Kerry Collins is a widely beloved powerhouse of charity work both in Boston and throughout the NHL. In her position as Senior Director of Community Relations for the Boston Bruins she is responsible for developing and leading all community relations programs including youth hockey, education and player initiatives. She does all this work with a great deal of kindness, passion, and enthusiasm.
Previously Collins worked for New England Sports Network (NESN) and SportsRadio 850 WEEI in Marketing and Promotions. She joined the Boston Bruins in 2003 and recently was promoted to Senior Director of Community Relations.
Collins is actively involved in and serves on the boards for many charities including Franciscan Children’s, Cystic Fibrosis, March of Dimes, Irish Cultural Center of New England, and the Progeria Research Foundation.
She enjoys traveling the world, watching sports, and she is an avid runner. Kerry’s goal is to run a half marathon in every U.S. state in the next five years.
Kerry is a native of Marshfield, MA. She received her degree in Business Management from Plymouth State College.
Kerry has been the liaison between the Boston Bruins organization and the Ace Bailey Children’s Foundation for the past sixteen years. In that time we’ve come to know what members of the wider hockey community and so many other charities know: Kerry Collins is most definitely a very, very Good Guy!
Caroline Bavis and Tessa Smith
Each year we recognize and honor an individual that has gone out of their way and above-and-beyond to help the foundation. This year we wish to recognize two young women who are seniors in high school and have run Christmas toy drives for Ace’s Place for the past four years. They are Caroline Bavis (Mark Bavis’s niece) and her friend, Tessa Smith. Caroline and Tessa have come to Face Off for Ace over the past four years as volunteers to sell keys for the raffle.
Both Caroline and Tessa will be graduating from high school this spring and going off to college in the fall.
After attending Face Off for Ace for the first time during their freshman year, Caroline contacted me to suggest that she and Tessa organize a toy drive to provide Christmas presents for kids through Ace’s Place.
Most people want to donate toys for small children, but Caroline and Tessa correctly realized the need for gifts for teenagers who are often overlooked in the pediatric setting.
So beginning in 2015 they went out to family and friends to make an appeal. In the first year they raised $1,800 to buy toys, in 2016 they raised $2,000, in 2017 they upped it to $3,500, and this past Christmas they raised an amazing $7,000 for Ace's Place in cash donations and donated items including three iPads, two iPad Mini's, iPod’s and two Portals. That’s a substantial amount of money for high schoolers to raise but even more impressive is the learning curve that they travelled in increasing donations annually.

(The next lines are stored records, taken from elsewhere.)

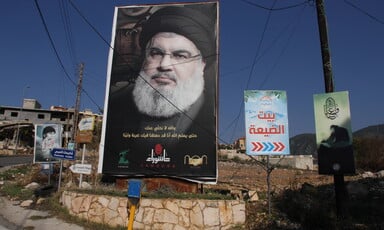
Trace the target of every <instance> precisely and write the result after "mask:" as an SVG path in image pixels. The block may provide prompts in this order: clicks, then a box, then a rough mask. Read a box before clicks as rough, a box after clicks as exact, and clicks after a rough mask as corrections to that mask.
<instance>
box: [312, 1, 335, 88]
mask: <svg viewBox="0 0 384 230" xmlns="http://www.w3.org/2000/svg"><path fill="white" fill-rule="evenodd" d="M316 10H317V23H318V25H319V33H320V45H321V57H322V60H323V73H324V83H325V92H326V93H331V92H333V90H334V87H333V76H332V65H331V55H330V52H329V46H328V29H327V20H326V17H325V9H324V3H323V0H316Z"/></svg>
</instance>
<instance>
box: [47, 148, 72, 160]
mask: <svg viewBox="0 0 384 230" xmlns="http://www.w3.org/2000/svg"><path fill="white" fill-rule="evenodd" d="M51 155H52V157H55V158H60V159H65V160H74V159H75V150H72V149H52V150H51Z"/></svg>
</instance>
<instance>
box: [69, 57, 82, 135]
mask: <svg viewBox="0 0 384 230" xmlns="http://www.w3.org/2000/svg"><path fill="white" fill-rule="evenodd" d="M83 71H84V63H80V65H79V81H78V83H77V96H76V104H75V113H74V115H73V132H72V140H75V136H76V133H77V124H78V123H79V109H80V98H81V91H82V90H83Z"/></svg>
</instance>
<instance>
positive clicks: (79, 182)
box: [79, 144, 85, 188]
mask: <svg viewBox="0 0 384 230" xmlns="http://www.w3.org/2000/svg"><path fill="white" fill-rule="evenodd" d="M84 156H85V144H83V154H82V156H81V164H84ZM82 183H83V174H82V173H80V179H79V188H81V184H82Z"/></svg>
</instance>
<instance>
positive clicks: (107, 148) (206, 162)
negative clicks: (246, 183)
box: [99, 2, 218, 182]
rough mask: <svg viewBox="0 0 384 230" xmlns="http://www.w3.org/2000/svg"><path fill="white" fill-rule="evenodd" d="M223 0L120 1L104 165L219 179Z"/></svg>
mask: <svg viewBox="0 0 384 230" xmlns="http://www.w3.org/2000/svg"><path fill="white" fill-rule="evenodd" d="M217 18H218V2H205V3H202V2H200V3H188V4H167V5H164V4H162V5H141V6H126V7H117V8H116V9H115V18H114V25H113V34H112V46H111V47H113V49H111V52H110V60H109V70H108V72H109V73H108V75H109V77H108V82H107V94H106V102H105V113H104V117H103V118H104V122H103V134H102V143H101V147H100V150H101V151H100V160H99V172H102V173H104V174H107V175H112V176H132V177H133V176H148V177H151V176H168V177H178V178H183V179H187V180H193V181H199V182H216V179H217V154H216V150H217V147H216V146H217V144H216V133H217V128H216V123H217V114H216V104H217V102H216V100H217V99H216V98H217V70H218V63H217V54H218V50H217V49H218V48H217V47H218V42H217V34H218V20H217Z"/></svg>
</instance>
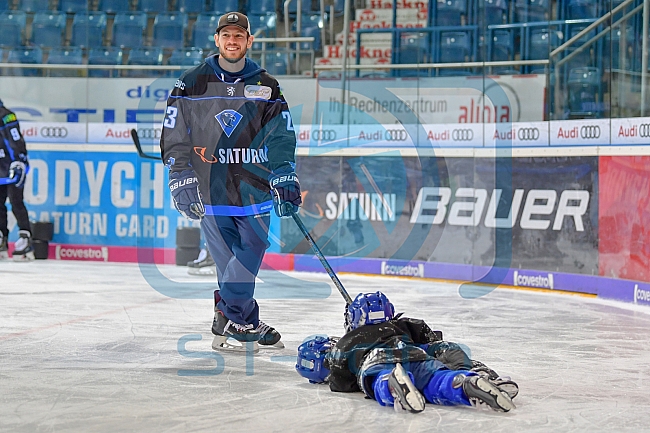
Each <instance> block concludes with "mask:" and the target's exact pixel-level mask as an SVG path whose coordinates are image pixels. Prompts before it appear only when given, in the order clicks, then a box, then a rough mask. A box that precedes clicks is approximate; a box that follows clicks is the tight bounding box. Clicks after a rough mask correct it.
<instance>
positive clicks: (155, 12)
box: [137, 0, 167, 14]
mask: <svg viewBox="0 0 650 433" xmlns="http://www.w3.org/2000/svg"><path fill="white" fill-rule="evenodd" d="M137 10H139V11H142V12H146V13H148V14H158V13H161V12H167V0H138V7H137Z"/></svg>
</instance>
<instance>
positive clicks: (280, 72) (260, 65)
mask: <svg viewBox="0 0 650 433" xmlns="http://www.w3.org/2000/svg"><path fill="white" fill-rule="evenodd" d="M264 60H265V65H264V69H266V71H267V72H268V73H269V74H271V75H275V76H277V75H287V73H288V71H289V67H288V61H287V56H286V54H285V53H282V52H276V53H267V54H266V55H265V57H264ZM256 61H257V60H256ZM258 64H259V65H260V66H261V65H262V62H261V61H259V62H258Z"/></svg>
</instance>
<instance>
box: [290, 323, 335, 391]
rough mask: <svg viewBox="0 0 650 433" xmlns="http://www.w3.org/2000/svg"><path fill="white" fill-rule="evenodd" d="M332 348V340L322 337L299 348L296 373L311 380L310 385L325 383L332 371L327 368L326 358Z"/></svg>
mask: <svg viewBox="0 0 650 433" xmlns="http://www.w3.org/2000/svg"><path fill="white" fill-rule="evenodd" d="M331 348H332V340H331V339H330V338H328V337H324V336H322V335H317V336H315V337H314V338H311V339H309V340H307V341H305V342H304V343H302V344H301V345H300V346H298V359H297V360H296V371H297V372H298V374H299V375H301V376H302V377H304V378H307V379H309V383H323V382H325V378H326V377H327V376H328V375H329V374H330V371H329V369H328V368H327V367H325V364H324V361H325V356H327V353H328V352H329V351H330V349H331Z"/></svg>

With the money they bought teen and “tween” appropriate gifts and delivered them personally to inpatient kids. It’s a wonderful thing to see them going from room to room, greeting hospitalized kids and bringing joy to teens who are ill around the holidays. We are all very grateful to Caroline and Tessa and wish them all the best as they go off to college in the fall.
What's New: The Toughlings
We have recently finished redecorating the exam/treatment rooms in the Floating Hospital for Children’s Pediatric Emergency Department with the adventures of the Toughlings.
The Toughlings remind kids that, “You don’t have to be big to be strong.” The Toughlings are wonderfully colorful cartoon characters created just for the Floating Hospital, each of whom has a personal strength that will help pull them through difficulties. The characters and their adventures are being spread throughout the hospital in wall panels, books, stickers, etc. and on a website. Kids can select a favorite from among these small animal characters––one that they identify with––and then they will find their “pal” in each of the various clinics. The medical staff’s identification badges are clipped in place with an image of one of the characters and staff is able to discuss the Toughlings with their young patients. It’s a in-depth program and will help the kids to feel comfortable and entertained while being treated. We have added The Toughlings to the main hospital foyer and the mezzanine level, and have also added them to the Pediatric Emergency Department.
The Ace Bailey Children’s Foundation is working with the Floating Hospital for Children to make the hospital environment more welcoming to kids with the addition of The Toughlings
It’s about welcoming kids into spaces that are designed just for them — to connect with them, to delight them and put them at ease.